反而在1917年列宁领导的布尔什维克派取得胜利后,才在俄罗斯建立起世界第一个社会主义政权,比起法国大革命的目的更为彻底和更见其效。

尤有进者,列宁还进一步将俄罗斯周边16个国家结合起来,组成“苏维埃社会主义联邦共和国”(苏联)。

中国崛起刺激美神经

在第二次世界大战后,苏联又取得更大的红利,那就是她成功地将欧洲分割为两半,一半归美国领导的西欧,在1949年组成北大西洋公约机构(北约);另一半则是由苏联领导的东欧,在1955年组成华沙公约(军事集团),与美国进行激烈的斗争。直到1990年苏联解体后,华沙才宣布解散。

同时在第二次世界大战后,又出现另一个社会主义大国即中华人民共和国,也就使到美国不得不两面开弓,世界也就进入了冷战时期,美国的战略是联合回教国家和中立国家与共产国家相互对抗。

如在上个世纪60年代,回教国家与共产国家未能保持良好关系也主要是受美国的影响。例如马来西亚在五、六十年代不与苏联和中国建交皆是出于反共的立场。
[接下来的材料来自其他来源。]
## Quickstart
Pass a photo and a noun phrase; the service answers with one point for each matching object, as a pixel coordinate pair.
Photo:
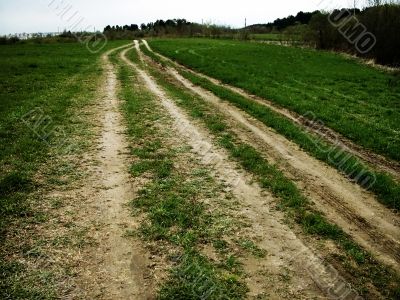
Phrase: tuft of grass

印尼原在五、六十年代与中国友好,但在六十年代中期则爆发反共反华的示威,不仅连累印中在1967年断交(直到1991年才复交),而且在一段较长的时间里,回教国家与中苏的关系若即若离。

先是美国在七十年代成功策反埃及等国远离苏联而亲美;更在九十年代支持阿富汗的宗教分子向入侵阿富汗的苏联军展开圣战。

如果我们回顾七十年代中美关系已有所好转,那是因为美国希望争取中国一起抗苏,而不是美国已改变对中国的政治立场;当中国提出“一带一路”倡议时,更是引起美国的高度紧张且怀疑中国的动机。

一带一路打进美后院

其实美国所坚持的这个世界只能有一个霸权国家,那就是美国。

今天“一带一路”列车既然已成功地打进美国的后院(欧洲),及中东、非洲和亚洲的回教国家分别与中国的关系向前跨进时,美国的特朗普及拜登已按捺不住其内心的担忧和怒火,因此挫折中国成为新的对手正合其时。

这也是为什么百年来(中共建党一百年时),习近平主席形容当今世界已进入前所未有的大变局。由此可见,新的一年世情还是不容乐观的。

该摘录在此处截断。